Aynı şekilde 500 TL ve 750 TL gibi kira desteği veriliyor. 500 TL dükkan kirası Sinop’ta yok, ilçelerinde de yok. Kırsaldaki köylerde varmı onu da bilmiyorum, elimizde öyle bir istatistiğimiz yok. 500 TL ve 750 TL kira desteği çok yeterli değil. Bu dönemde en mantıklı yapılan Halk Bankası üzerinden doğrudan yada dolaylı kullandırılan esnaf kredilerinin faizli olmasına rağmen 6 ay ertelenmesi. Bu bir noktada esnafa nefes aldırdı. Bu sadece küçük esnafları kapsıyor. Sinop TSO üyesi olan işletmelerin kredilerinin ertelenmesi ile ilgili herhangi bir şey söz konusu değil". 

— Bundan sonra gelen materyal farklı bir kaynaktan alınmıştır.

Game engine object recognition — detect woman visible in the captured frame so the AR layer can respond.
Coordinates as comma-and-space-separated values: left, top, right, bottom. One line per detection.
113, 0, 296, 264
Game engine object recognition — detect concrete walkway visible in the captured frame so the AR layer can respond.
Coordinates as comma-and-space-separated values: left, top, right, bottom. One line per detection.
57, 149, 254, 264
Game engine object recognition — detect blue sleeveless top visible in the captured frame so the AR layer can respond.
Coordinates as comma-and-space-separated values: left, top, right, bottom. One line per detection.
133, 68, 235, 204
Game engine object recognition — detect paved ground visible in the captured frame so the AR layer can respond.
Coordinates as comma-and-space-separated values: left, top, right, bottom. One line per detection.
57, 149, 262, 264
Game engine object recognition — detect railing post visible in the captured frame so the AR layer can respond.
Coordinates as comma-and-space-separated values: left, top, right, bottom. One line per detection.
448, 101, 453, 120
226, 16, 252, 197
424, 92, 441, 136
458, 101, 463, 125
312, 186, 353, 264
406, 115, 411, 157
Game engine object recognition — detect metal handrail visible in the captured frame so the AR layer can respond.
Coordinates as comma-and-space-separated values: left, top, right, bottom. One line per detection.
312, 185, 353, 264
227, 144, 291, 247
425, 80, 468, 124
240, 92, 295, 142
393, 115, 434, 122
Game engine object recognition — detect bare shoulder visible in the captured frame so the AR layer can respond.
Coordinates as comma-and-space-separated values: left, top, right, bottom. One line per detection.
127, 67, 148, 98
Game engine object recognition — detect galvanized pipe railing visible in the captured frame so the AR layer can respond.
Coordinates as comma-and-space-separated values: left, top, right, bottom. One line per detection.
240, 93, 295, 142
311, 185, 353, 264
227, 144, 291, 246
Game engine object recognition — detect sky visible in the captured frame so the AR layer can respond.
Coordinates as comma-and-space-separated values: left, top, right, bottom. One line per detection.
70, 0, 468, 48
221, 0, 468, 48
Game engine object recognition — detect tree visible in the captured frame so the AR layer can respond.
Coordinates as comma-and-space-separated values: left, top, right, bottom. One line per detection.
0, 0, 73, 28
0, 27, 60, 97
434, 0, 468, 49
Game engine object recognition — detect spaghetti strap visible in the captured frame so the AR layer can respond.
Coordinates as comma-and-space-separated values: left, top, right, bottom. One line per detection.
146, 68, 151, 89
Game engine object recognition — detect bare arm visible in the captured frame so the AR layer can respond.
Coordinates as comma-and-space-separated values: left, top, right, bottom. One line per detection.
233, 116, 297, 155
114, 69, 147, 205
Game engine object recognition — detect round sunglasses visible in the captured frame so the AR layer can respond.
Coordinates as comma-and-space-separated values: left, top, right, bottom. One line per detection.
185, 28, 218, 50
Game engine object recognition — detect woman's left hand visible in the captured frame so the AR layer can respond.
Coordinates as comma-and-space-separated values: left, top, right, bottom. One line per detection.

YEME-İÇME SEKTÖRÜ KURALLAR ÇERÇEVESİNDE AÇILMALI
Yeme-içme sektöründe faaliyet gösteren işletmelerin bir kural çerçevesinde açılması gerektiğinin altını çizen Akbaş açıklamasının devamında şöyle konuştu; “ Bu HES kodu uygulaması ile olabilir. İşletmenin dezenfektan, sterilizasyon ortamının uygunluğu kuralı belirlenebilir. Bunlar yapıldığı takdirde yarı kapasite belki yüzde 25-30 kapasite ile bile bu işletmelerin hizmet vermesi sağlanabilir. Kurallara uymayanlar ikinci bir uyarıya gerek kalmadan ticaretten belli bir süre ile men edilebilir. Ama işini doğru yapmaya çalışan işletmelerde bundan mağdur oluyor. Bir AVM’deki tabloyu size şöyle özetleyeyim. Bir giyim mağazasında yaklaşık 150 kişi vardı kabinde ise ‘her denenmiş üründen sonra biz denenmiş ürünleri steril ediyoruz’. Gözümle gördüm hiç böyle bir şeye rastlamadım. Onlar yeniden askılığa asılıyor. Fakat aynı müşteri çıkıp AVM’nin restaurantında yemek yemek istediğinde paket servis alıp gidip terasta yiyin yada ayak üstü yiyin masa yok. Yani biraz anlamsız yasaklar var. 
Bay ve bayan kuaförleri neden saat 10.00’da açılır ben anlamış değilim. Çünkü bazı işletmelerin mesaisi saat 09.00’da başlıyor kamu kurumlarının, ama berber dükkanı saat 10.00’da açılıyor. Bırakım adam saç sakal tıraşı olacaksa  saat 09.00’da olsun o da işine tıraşlı gitsin. Yada bayan arkadaşlarımız saçına gön çektirecekse 09.00’da kuaförüne gitsin 10.00’da da işinin başına gitsin. Yani bu virüs kapıda bir saat oyalanıyor mu ki saat 10.00’dan sonra geliyor. Bence düzenlemelere ihtiyaç var. Birde yerel bakkalların çalışma saatlerinin zincir market çalışma saatlerinden ayrılması lazım.  Zincir marketlerden iki saat önce açılıp iki saat sonra kapanmalı yada zincir marketler çalışma saatleri bu durum göz önüne alınarak daraltılmalı”.